Can you talk a little bit about your experience with threat hunting in the past?

Bamm Visscher (BV): Oddly enough when most people think of incident detection you start with real time alerts but in my day we actually started out with something we call “batch” now. We didn’t have the technology to be on alert for something in real time and respond and look up all the information. Instead we had tools that collected data over a period of time, usually 24 hours. The analysts and myself would look at things that were marked, and review the past 24 hours of data for abnormalities.                                     

It wasn’t until later on that we really started seeing real time alerts. We’d open an incident and response, we’d do all those fun things and start asking the hard questions of why is it taking 24 hours to find this out or 18 hours or even eights hours? Why didn’t we know this yesterday? We started really going down the road of getting the technology that would allow us to do real time alerts but as you can imagine back in the day we didn’t really have all the horsepower and some other things that we needed to be able to do to look at the stuff in real time.

Where did you first start to hear the term threat hunting?

BV:  Really, it was the Air Force. There’s no time in my mind that I can think of that we suddenly started using this term as hunting.
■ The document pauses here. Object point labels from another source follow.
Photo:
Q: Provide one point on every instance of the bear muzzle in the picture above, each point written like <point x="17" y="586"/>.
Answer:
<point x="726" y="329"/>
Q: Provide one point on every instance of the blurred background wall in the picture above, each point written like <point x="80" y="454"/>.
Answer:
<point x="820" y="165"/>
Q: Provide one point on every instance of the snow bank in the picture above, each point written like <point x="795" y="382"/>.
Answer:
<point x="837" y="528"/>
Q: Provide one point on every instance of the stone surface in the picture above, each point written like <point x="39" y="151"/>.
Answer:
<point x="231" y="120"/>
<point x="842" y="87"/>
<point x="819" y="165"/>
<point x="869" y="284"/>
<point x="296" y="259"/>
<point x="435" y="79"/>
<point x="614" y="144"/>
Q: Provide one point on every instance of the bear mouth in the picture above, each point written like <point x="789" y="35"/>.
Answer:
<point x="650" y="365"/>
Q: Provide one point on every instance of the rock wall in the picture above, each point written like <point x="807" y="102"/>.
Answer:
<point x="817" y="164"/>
To tell you the truth it just seems like it was just a natural transition to define what more we were doing. It really came down to getting more and more visibility. Necessity drove what we did and so we started out with batch analysis. We found out we wanted to do real time analysis and then later, as we had more time and resources, we said, “Oh, wow. We just got visibility into a new location or different type of data. We don’t know really what to do with this stuff but we’re going to go around and start hunting and focusing time and energy on only looking at data sets, looking for data or anomalies, activities, so on and so forth that we hadn’t seen before. That’s really what brought that along. We would take, a lot of times it was our top tier talent, the guys that had the most experience, and say, “Let’s spend a day, a week, a month or whatever going over this stuff,” versus the other teams that were focused on the batch analysis or real time analysis.
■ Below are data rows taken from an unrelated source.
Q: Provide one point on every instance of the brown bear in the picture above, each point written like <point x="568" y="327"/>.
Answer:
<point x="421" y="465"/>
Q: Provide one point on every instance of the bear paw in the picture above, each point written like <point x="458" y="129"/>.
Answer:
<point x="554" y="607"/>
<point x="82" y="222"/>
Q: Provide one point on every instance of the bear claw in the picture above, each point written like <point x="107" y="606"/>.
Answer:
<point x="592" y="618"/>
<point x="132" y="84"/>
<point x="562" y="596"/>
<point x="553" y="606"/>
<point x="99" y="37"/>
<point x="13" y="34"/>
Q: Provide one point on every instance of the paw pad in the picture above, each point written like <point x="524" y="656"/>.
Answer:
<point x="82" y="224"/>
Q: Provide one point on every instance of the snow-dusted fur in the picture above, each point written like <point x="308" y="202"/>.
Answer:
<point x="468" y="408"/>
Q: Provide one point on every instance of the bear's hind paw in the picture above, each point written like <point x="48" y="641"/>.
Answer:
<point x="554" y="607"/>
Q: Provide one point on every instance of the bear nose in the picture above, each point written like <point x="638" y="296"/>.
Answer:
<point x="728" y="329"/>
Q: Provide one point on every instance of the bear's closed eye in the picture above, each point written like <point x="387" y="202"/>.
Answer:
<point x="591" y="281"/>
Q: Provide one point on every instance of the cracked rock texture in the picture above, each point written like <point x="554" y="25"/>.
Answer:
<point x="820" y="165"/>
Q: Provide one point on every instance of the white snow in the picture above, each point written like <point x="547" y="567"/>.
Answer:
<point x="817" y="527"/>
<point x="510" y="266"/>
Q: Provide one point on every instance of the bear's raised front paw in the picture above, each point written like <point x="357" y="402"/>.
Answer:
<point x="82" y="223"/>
RB: Right. I think it might be useful for the audience to consider as well that one of the driving factors behind this type of analysis was knowing that things were occurring, there were events occurring, intrusions, campaigns, et cetera, that were happening that were not being caught using the methods of the day. That drove a need for innovation, a need to say, “What else can we do to find this activity?” Because we sort of take a pessimistic but kind of a realistic point of view that says things are happening. Things will always be happening. They sort of pass below the level of the water at certain points and other points, they’re like the iceberg breaking above the water and that’s when you get a detection using your traditional methods. If you’re not always out there assuming the adversary is somewhere in some network that you’re concerned about, you’re kind of not doing the best you could as far as your detection mission.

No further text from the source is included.